Objective: Sub-epidermal bullous disorders belong to immunobullous diseases which develop as a result of autoantibody action against epidermal basement membrane proteins. Clinically, they are tense bullae and do not rupture easily. They are classified into various forms based on histopathology and direct immunofluorescence patterns. This study was undertaken to assess the incidence of various sub-epidermal bullous disorders and the utility of direct immunofluorescence in accurately classifying them, and to study the intensity and pattern of immunofluorescence in various sub-epidermal bullous disorders

Material and Method: A 2-year study of 38 cases of sub-epidermal bullous disorders sent for direct immunofluorescence studies formed the study group. The specimens were processed as per standard protocols. The clinical details were obtained from case files and requisition sent for histopathological and direct immunofluorescence studies.

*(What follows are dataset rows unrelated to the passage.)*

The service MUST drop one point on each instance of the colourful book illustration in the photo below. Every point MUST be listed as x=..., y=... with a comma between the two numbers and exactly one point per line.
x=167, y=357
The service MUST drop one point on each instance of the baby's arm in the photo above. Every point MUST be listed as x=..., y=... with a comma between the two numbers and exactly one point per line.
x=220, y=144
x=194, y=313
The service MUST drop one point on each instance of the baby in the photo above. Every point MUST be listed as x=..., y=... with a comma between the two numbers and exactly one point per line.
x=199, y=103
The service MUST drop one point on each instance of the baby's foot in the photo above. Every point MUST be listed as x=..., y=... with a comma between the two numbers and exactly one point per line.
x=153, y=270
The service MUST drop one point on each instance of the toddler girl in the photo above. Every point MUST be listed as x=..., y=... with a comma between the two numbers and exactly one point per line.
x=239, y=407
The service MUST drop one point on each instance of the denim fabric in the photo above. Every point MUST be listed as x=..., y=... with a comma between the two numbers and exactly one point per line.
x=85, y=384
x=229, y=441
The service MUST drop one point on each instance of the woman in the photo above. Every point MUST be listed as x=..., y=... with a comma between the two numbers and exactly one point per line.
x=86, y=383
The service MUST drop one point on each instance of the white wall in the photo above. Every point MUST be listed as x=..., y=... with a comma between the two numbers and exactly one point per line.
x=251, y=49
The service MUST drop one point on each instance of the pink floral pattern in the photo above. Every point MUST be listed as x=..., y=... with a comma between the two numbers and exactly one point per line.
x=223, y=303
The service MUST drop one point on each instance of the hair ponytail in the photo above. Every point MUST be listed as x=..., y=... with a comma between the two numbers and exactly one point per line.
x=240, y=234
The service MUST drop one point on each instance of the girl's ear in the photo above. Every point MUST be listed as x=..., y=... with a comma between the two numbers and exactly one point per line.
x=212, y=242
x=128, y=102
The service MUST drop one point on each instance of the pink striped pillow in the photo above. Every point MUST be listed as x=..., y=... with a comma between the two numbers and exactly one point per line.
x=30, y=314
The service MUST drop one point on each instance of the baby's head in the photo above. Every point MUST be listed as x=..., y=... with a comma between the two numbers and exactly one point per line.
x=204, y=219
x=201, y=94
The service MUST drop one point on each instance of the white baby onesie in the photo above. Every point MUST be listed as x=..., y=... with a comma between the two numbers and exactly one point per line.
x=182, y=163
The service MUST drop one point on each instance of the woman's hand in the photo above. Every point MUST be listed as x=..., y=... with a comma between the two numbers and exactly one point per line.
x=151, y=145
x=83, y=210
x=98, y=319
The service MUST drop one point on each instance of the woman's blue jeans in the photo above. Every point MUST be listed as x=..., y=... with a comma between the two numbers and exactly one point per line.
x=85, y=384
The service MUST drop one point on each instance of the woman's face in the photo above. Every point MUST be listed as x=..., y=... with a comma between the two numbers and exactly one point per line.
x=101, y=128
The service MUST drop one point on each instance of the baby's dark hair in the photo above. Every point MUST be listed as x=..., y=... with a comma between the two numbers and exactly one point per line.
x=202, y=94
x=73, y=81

Results: Thirty-eight patients were diagnosed to have sub-epidermal bullous disorders over the period of 2 years. Twenty five cases of Bullous Pemphigoid, 5 cases of Dermatitis Herpetiformis, 3 cases of Linear IgA Bullous disorder, 2 cases of Bullous Systemic Lupus Erythematoses and 1 case each of Epidermolysis Bullosa Acquisita, Cicatricial Pemphigoid and Pemphigus Gestationis was diagnosed. Positive direct immunofluorescence was seen in 91.3% of the cases.

Conclusion: Histopathology alone cannot classify sub-epidermal bullous disorders and direct immunofluorescence studies are mandatory in all of them. Bullous Pemphigoid needs to be distinguished from Epidermolysis Bullosa Acquisita which requires Salt split direct immunofluorescence studies. Dermatitis Herpetiformis, Bullous Systemic Lupus Erythematosus and Linear IgA Bullous disorder show more or less similar histological picture with neutrophilic microabscess. Direct immunofluorescence studies help in the majority of cases but further testing such as immunoblotting, immunoelectron microscopy or indirect immunofluorescence becomes essential in cases with overlapping features.